不安明日
準備の最終日。夜遅くまで残って作業していたクラスメイトたちが、ようやく片付けを終えて帰路につこうとしていた。校門を出ると、すっかり夜の気配が深まり、昼間の喧騒が嘘のように静まり返っている。
「うわ、もうこんな時間……」
千尋がスマホの時計を確認しながら、小さくため息をつく。時刻は夜の九時を過ぎていた。学校にこんなに遅くまで残ることなんて、そうそうない。文化祭の準備ならではの特別感があるとはいえ、さすがに疲れが溜まってきていた。
「帰るの、俺も同じ方向だから送るわ」
奏汰が何気なくそう言うと、千尋は少し驚いた顔をした。
「え、いいの?」
「別に危ないってほどじゃないけど、まあ、遅いしな」
そう言って、奏汰は歩き出す。千尋は「そっか」と呟いてから、その隣に並んだ。
学校を出ると、秋の夜風がひんやりと頬を撫でる。街灯のオレンジ色の光が、二人の影を長く伸ばしていた。
「……明日、いよいよ本番だね」
沈黙を破るように、千尋がぽつりと呟く。
「ああ。ここまで準備頑張ったし、あとは楽しむだけだろ」
「うん……そう、だといいけど」
千尋は少し不安げな表情を見せた。
「なに、緊張してんのか?」
「だって、お化け屋敷って結構ハードル高いじゃん? 怖がってくれるかなとか、うまく案内できるかなとか、いろいろ考えちゃって……」
「そこはもう、楽しんだもん勝ちだろ。お前、ホラー苦手なんだから、お客さんより先にビビるなよ」
「うっ……それは気をつける……」
奏汰の軽い冗談に、千尋は苦笑いを浮かべた。確かに、文化祭の準備中にも何度か悲鳴を上げてしまったことがある。明日もお客さんより先に驚いてしまったら、確実に笑われるだろう。
「奏汰はさ、文化祭の中で何が一番楽しみ?」
気を取り直すように、千尋は話題を変えた。
「んー……まあ、うちのクラスの出し物がどうなるかってのもあるけど、普通に他のクラスの企画も回りたいよな。あと屋台。
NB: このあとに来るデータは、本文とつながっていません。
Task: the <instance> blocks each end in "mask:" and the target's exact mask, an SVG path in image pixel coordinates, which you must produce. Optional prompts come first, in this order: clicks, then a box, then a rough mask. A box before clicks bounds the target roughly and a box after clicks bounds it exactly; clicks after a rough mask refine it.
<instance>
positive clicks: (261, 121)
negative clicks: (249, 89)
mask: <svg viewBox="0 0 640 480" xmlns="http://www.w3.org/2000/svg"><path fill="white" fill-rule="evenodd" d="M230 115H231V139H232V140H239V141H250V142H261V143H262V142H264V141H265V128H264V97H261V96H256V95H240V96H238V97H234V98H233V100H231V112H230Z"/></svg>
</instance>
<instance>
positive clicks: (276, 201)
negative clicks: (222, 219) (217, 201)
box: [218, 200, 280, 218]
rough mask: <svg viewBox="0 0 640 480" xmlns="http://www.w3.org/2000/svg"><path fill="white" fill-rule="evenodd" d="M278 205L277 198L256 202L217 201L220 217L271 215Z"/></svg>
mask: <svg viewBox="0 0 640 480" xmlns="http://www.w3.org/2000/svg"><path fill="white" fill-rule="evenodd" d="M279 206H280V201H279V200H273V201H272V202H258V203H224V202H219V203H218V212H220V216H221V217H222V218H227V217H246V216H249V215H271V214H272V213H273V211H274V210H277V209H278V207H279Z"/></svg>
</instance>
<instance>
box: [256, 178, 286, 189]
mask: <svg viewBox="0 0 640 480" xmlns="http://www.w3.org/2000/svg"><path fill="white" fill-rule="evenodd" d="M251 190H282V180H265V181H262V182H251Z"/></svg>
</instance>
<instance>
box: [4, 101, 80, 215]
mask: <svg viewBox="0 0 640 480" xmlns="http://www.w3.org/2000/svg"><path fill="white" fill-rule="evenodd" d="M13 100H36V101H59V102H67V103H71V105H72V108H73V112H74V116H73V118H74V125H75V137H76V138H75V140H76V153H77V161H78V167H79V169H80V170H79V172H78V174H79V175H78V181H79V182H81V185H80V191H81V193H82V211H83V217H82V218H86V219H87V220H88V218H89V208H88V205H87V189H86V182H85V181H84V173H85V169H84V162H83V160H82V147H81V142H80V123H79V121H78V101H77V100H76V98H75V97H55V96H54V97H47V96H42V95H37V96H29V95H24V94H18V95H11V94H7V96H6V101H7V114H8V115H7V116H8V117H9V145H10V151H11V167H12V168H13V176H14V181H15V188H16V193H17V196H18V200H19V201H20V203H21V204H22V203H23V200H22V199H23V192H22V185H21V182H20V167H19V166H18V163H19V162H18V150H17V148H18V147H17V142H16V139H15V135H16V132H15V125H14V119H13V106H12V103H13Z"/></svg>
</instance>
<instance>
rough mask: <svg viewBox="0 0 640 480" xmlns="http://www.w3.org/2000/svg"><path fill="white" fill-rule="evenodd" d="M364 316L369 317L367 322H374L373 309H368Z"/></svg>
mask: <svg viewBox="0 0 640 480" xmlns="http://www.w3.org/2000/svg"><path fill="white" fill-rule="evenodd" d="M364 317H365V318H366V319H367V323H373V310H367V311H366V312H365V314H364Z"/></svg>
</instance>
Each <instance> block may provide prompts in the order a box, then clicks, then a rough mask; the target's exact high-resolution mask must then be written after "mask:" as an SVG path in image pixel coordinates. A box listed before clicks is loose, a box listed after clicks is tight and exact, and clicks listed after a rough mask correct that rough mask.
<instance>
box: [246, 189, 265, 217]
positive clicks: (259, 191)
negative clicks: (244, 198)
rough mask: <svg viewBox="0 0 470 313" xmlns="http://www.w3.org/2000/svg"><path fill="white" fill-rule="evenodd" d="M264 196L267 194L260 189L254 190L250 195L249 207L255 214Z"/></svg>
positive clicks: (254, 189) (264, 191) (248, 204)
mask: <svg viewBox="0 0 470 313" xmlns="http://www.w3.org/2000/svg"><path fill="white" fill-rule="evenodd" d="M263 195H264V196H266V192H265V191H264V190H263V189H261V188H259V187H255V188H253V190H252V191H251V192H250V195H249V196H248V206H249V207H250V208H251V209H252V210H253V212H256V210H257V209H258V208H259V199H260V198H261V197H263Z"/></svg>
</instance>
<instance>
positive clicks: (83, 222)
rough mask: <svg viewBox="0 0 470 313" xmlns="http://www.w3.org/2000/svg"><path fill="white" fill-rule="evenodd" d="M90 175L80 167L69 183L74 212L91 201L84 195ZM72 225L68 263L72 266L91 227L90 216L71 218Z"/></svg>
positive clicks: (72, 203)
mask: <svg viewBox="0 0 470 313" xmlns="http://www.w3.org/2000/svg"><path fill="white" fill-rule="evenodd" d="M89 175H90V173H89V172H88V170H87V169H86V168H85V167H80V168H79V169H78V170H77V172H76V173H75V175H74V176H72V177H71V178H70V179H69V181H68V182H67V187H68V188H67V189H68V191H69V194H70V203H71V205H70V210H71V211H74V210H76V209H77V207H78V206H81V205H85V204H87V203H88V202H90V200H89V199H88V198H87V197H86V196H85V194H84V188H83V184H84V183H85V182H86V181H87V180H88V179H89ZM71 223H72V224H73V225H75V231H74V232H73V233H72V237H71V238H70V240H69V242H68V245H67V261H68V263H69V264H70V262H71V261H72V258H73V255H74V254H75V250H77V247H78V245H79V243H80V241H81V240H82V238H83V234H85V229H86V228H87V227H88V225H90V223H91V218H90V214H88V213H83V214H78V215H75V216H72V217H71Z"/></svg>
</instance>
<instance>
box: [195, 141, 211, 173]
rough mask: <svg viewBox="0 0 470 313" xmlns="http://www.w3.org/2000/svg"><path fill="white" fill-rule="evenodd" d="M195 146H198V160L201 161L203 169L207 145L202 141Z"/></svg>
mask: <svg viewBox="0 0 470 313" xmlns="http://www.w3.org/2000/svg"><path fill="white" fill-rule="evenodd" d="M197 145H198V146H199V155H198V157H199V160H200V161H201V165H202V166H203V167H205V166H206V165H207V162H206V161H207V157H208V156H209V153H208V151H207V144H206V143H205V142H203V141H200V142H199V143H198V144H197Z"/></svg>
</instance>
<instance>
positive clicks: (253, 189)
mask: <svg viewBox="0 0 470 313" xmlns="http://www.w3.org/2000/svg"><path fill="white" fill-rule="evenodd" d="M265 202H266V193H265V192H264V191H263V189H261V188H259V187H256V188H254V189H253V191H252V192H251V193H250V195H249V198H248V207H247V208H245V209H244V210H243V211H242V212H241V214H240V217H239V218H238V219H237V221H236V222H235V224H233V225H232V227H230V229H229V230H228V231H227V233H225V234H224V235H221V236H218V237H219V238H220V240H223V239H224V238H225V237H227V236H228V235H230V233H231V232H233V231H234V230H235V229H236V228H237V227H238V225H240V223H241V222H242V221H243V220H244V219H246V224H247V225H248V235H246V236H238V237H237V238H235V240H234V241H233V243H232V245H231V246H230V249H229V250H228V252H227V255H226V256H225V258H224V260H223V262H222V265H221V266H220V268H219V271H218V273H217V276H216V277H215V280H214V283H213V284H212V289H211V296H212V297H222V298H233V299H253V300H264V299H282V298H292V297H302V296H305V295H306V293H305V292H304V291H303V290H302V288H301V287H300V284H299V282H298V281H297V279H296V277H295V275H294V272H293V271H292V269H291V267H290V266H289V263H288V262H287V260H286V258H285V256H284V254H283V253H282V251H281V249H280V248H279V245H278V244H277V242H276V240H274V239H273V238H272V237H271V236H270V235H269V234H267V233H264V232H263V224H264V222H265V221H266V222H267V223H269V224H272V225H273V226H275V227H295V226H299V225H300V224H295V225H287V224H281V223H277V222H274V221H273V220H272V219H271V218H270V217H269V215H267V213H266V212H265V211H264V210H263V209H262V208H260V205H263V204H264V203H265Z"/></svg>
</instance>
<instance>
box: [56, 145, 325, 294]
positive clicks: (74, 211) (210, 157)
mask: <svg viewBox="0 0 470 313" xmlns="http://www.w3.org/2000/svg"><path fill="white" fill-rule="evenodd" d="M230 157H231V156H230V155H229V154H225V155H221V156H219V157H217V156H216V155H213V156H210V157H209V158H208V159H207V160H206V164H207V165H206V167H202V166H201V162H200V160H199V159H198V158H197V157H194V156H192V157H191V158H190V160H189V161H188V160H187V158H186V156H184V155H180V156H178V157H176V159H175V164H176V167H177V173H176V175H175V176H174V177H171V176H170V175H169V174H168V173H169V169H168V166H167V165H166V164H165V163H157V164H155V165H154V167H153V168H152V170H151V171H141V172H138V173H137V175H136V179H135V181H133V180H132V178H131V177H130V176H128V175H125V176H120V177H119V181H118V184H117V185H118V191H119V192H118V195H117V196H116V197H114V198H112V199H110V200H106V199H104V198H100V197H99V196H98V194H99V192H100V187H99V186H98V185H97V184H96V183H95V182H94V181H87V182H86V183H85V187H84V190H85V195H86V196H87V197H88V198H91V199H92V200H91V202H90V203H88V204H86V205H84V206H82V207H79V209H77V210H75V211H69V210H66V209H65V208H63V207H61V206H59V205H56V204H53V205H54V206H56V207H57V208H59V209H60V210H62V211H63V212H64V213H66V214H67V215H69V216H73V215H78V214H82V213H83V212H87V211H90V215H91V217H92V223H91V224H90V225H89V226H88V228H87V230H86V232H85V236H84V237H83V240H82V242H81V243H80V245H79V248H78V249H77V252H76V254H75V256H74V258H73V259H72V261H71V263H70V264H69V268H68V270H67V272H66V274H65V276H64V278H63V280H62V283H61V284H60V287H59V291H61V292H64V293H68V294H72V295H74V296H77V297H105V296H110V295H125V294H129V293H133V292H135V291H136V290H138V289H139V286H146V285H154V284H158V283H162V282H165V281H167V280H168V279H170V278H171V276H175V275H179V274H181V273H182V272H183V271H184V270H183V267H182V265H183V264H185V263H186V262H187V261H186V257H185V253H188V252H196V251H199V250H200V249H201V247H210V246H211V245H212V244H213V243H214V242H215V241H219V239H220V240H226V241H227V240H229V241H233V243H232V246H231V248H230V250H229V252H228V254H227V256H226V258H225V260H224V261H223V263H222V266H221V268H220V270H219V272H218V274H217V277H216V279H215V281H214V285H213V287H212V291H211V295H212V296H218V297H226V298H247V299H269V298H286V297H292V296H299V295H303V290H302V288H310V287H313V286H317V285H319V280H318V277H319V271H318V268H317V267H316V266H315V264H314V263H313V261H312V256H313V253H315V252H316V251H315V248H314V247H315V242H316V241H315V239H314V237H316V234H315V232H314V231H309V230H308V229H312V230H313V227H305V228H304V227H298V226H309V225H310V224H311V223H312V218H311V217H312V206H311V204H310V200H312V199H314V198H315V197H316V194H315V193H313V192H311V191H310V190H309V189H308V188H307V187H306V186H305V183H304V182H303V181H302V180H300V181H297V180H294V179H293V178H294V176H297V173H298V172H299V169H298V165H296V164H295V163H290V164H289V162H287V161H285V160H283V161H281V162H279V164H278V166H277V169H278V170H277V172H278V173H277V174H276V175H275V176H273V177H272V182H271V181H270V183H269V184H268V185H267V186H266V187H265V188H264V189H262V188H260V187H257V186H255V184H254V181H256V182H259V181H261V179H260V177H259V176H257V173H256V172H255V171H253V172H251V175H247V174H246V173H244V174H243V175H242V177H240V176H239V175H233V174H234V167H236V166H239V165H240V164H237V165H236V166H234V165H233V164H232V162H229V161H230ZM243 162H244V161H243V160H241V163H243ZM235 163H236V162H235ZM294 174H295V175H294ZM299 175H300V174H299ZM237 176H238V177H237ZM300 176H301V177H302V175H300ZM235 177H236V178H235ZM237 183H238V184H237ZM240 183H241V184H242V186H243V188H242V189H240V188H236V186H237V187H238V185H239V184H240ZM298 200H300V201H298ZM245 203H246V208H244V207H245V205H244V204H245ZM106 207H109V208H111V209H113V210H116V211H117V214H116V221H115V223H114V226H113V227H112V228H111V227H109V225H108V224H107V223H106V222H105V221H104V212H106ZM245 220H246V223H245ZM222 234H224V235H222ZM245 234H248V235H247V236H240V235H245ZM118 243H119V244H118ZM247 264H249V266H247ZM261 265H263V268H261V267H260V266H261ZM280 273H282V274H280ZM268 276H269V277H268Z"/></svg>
たこ焼きとか食いたい」
「分かるー! 食べ物系、三年生しかできないのちょっと悔しいよね」
「ま、来年の楽しみにしとけばいいだろ」
そう言いながら、奏汰はふと千尋の顔を見た。
「お前は?」
「え?」
「お前は何が楽しみなんだよ、文化祭で」
「あ……私はね……やっぱり、うちのクラスの出し物が成功するかどうか、かな」
千尋は少し考えてから、そう答えた。
「みんなで頑張って準備したし、たくさんの人に楽しんでもらえたら嬉しいなって」
「真面目か」
「ええ!? 真面目なこと言っちゃダメだった!?」
「いや、別に。でも、まあ、お前らしいっていうか……」
奏汰は少し笑いながら言った。その声には、どこか柔らかい温かさが滲んでいた。
千尋は「そっか」と頬をかきながら、ふいに夜空を見上げた。街の明かりが多くて、星はあまり見えない。それでも、明日への期待感は確かに心の中で膨らんでいた。
「ねえ、明日の休憩時間、一緒に文化祭回らない?」
突然の千尋の提案に、奏汰は少し驚いたように目を瞬かせた。
「ん? ああ、別にいいけど」
「やった!」
千尋がぱっと表情を明るくする。
「明日は忙しいだろうけど、せっかくだし、クラス以外の出し物も見たいしね」
「そうだな」
そんな風に話しているうちに、千尋の家が見えてきた。
「じゃあ、また明日な」
「うん。今日は送ってくれてありがと、奏汰」
「別に大したことじゃねーよ」
そう言って、奏汰は軽く手を上げると、そのまま来た道を引き返していった。
千尋は少し名残惜しそうにその背中を見送り、そっと玄関のドアを開けた。
文化祭はもうすぐそこまで迫っている。
明日はどんな一日になるだろう――。